Langsung ke konten utama

Membaca Untuk Menulis

membaca untuk menulis, membaca sebagai kebutuhan, koran suara NTB, word book day,
Bertemu dengan sesama penulis dan pecinta buku salah satu cara untuk mencas semangat menulis

Artikel ini sudah terbit di Koran SUARA NTB, 9 Juni 2014 
 
Hari Buku Sedunia (World Book Day) 2014 yang jatuh pada 23 April sudah berlalu. Walau begitu saya tidak ingin meninggalkan peristiwa itu tanpa meninggalkan sepotong catatan yang berarti akan hari itu. Bukankah sebuah peristiwa akan bermakna kalau kita berhasil memetik pembelajaran dari peristiwa tersebut.
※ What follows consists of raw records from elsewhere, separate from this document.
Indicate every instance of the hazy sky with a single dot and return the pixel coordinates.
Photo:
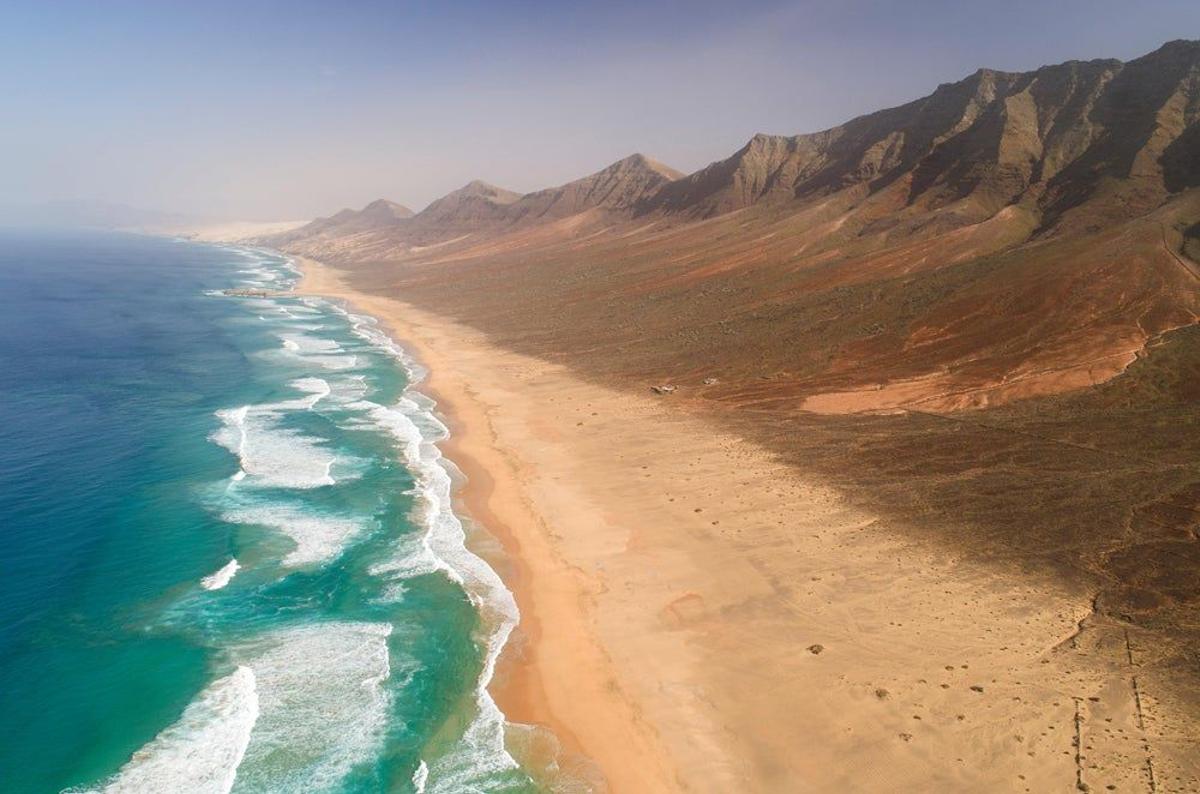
(274, 110)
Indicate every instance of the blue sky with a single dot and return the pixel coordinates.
(292, 109)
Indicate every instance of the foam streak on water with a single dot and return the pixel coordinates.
(313, 627)
(199, 753)
(418, 429)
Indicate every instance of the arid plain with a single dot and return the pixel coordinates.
(873, 444)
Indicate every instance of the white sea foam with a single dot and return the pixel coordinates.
(277, 456)
(420, 777)
(318, 537)
(317, 350)
(202, 751)
(323, 704)
(442, 547)
(222, 577)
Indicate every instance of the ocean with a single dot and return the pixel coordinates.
(231, 558)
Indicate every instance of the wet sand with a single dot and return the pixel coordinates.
(699, 617)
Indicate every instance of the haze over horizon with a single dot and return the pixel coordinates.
(291, 112)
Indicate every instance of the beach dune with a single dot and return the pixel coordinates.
(697, 617)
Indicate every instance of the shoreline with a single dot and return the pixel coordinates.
(700, 617)
(517, 683)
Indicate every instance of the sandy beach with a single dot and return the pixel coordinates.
(697, 617)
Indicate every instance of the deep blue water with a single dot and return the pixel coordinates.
(229, 555)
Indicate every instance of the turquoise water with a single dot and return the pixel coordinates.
(231, 558)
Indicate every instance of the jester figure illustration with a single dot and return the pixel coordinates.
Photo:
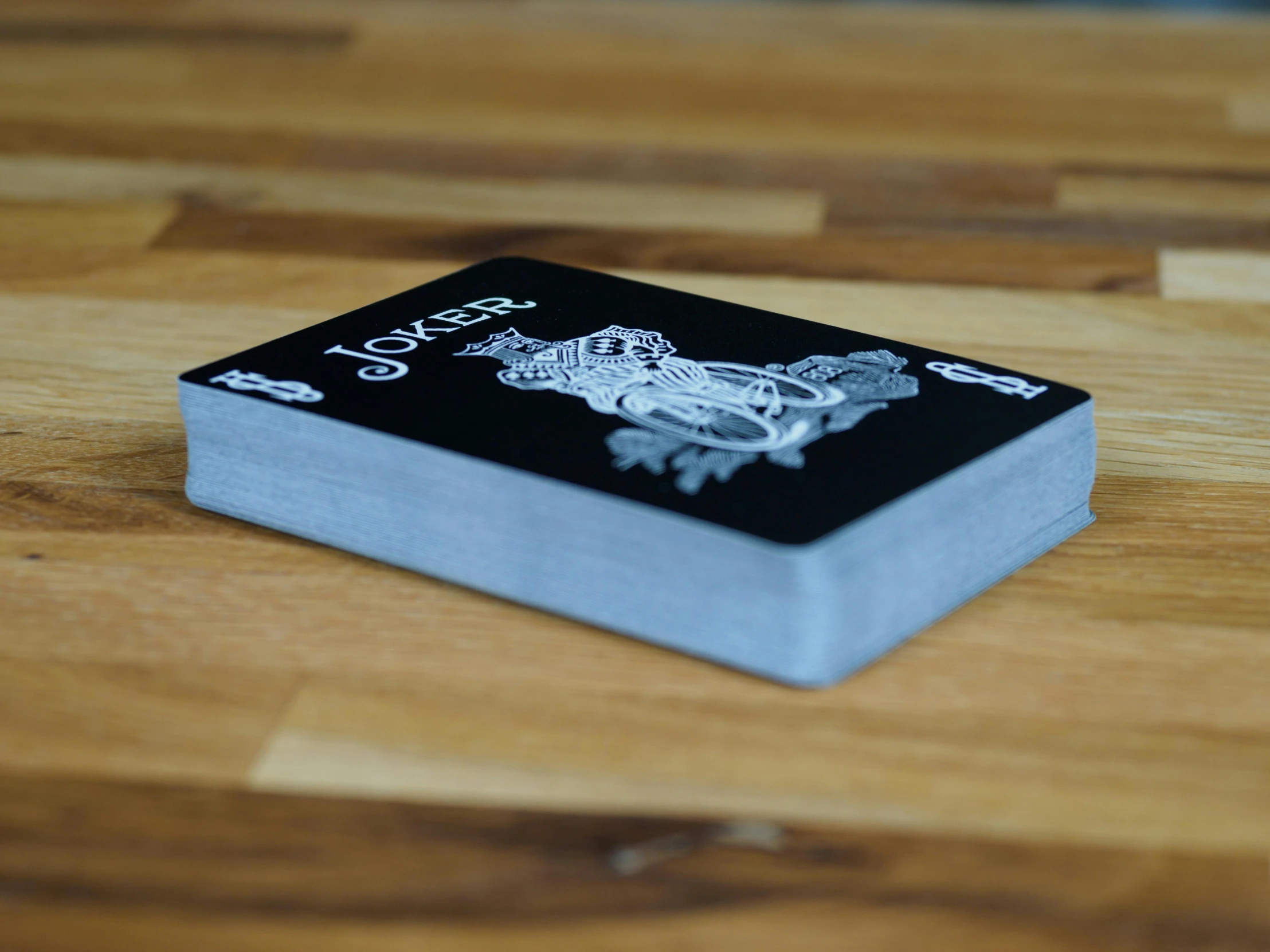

Apa lagi kalau peristiwa itu sudah berlangsung lama dan gampang dilupakan orang.

Pada tulisan ini saya tidak ingin mengulas kembali sejarah World Book Day tersebut. Sejarah dari peristiwa itu sudah banyak ditulis orang. Saya malah ingin memanfaatkan momentum Hari Buku Sedunia itu untuk memperkenalkan pandangan baru dalam membaca dan menulis yang benar. Saya ingin pembaca memaknai membaca-menulis itu mudah dan menyenangkan bila ingin mendapatkan manfaat maksimal dari aktivitas membaca-menulis. Pandangan itu kita sebut saja ‘membaca untuk menulis’.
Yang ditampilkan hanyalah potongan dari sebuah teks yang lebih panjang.